カイル・マクラクラン演じるハンク 『フォールアウト』シーズン2 場面写真 (C)Amazon MGM Studios
また、カイルもパワーアーマーを着用しての撮影に一苦労。「パワーアーマーは上半身と下半身に分かれていて、全身のカットはわたしではなく、体力がある屈強なスタント・パフォーマーが撮影しています。わたしが映るカットになると、上から少し角度を着けて撮っているのが分かると思います。わたしは上半身だけ着用していました」
「ストラップやボルトで固定するので、指一本入る隙間もありません。でも腕だけは動かせます。でも肩より上には上がらないんです。すごく重くて、背中のあたりに負荷がかかるので、猫背のような姿勢になってしまいます。数時間もすると、イスに座らずにはいられなくなるので、すごく背の高い専用のイスを作っていただいていました」
すると「パワーアーマーの胸元に段になっているところがあって、カイルがそこにコーヒーを置いていたんです」とエラが笑いながら暴露。「コーヒーはストローがあるから一人で飲めるんですけど、食べ物は食べられないから、サンドイッチは人に食べさせてもらいました(笑)」とカイルは照れたように笑う。

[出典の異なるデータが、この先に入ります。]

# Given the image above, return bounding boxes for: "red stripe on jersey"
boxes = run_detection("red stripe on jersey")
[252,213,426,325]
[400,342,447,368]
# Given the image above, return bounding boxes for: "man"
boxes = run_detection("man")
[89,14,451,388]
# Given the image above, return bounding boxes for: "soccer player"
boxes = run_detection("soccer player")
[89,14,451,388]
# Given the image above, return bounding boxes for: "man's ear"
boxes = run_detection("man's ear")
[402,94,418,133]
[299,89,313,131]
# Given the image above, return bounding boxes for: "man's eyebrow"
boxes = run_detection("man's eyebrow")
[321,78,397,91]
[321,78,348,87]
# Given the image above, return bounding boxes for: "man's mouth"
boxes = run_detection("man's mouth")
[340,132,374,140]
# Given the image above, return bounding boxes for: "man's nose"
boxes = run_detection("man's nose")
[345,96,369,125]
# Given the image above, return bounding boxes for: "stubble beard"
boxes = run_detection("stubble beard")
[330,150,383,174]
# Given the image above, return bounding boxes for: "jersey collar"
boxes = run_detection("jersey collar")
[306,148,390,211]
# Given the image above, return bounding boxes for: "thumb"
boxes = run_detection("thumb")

これだけ撮影が大変だったのは、制作チームが“本物”にこだわっていたから。「VFXを用いる前に、可能な限り実物を使ってロケ地で撮影したい」とジョナサンが語っていたように、本作の撮影ではセットや衣装、小物に至るまで細部にまでこだわりが光っている。
ルーシーたちを襲うクリーチャーたちも同様で、ヤオ・グアイは頭に発泡ゴムをかぶったスタントマンが演じており、ガルパーは実物大のパペットを用いて撮影され、その後VFXが重ねられた。
こうした撮影方法は、視線の位置を調整できたりと俳優たちの芝居の手助けになる。クリーチャーデザインが魅力のデヴィッド・リンチ版『デューン/砂の惑星』に出演していたカイルは、実物があると演技のスケールを合わせられるので「すごく助けになる」と称賛。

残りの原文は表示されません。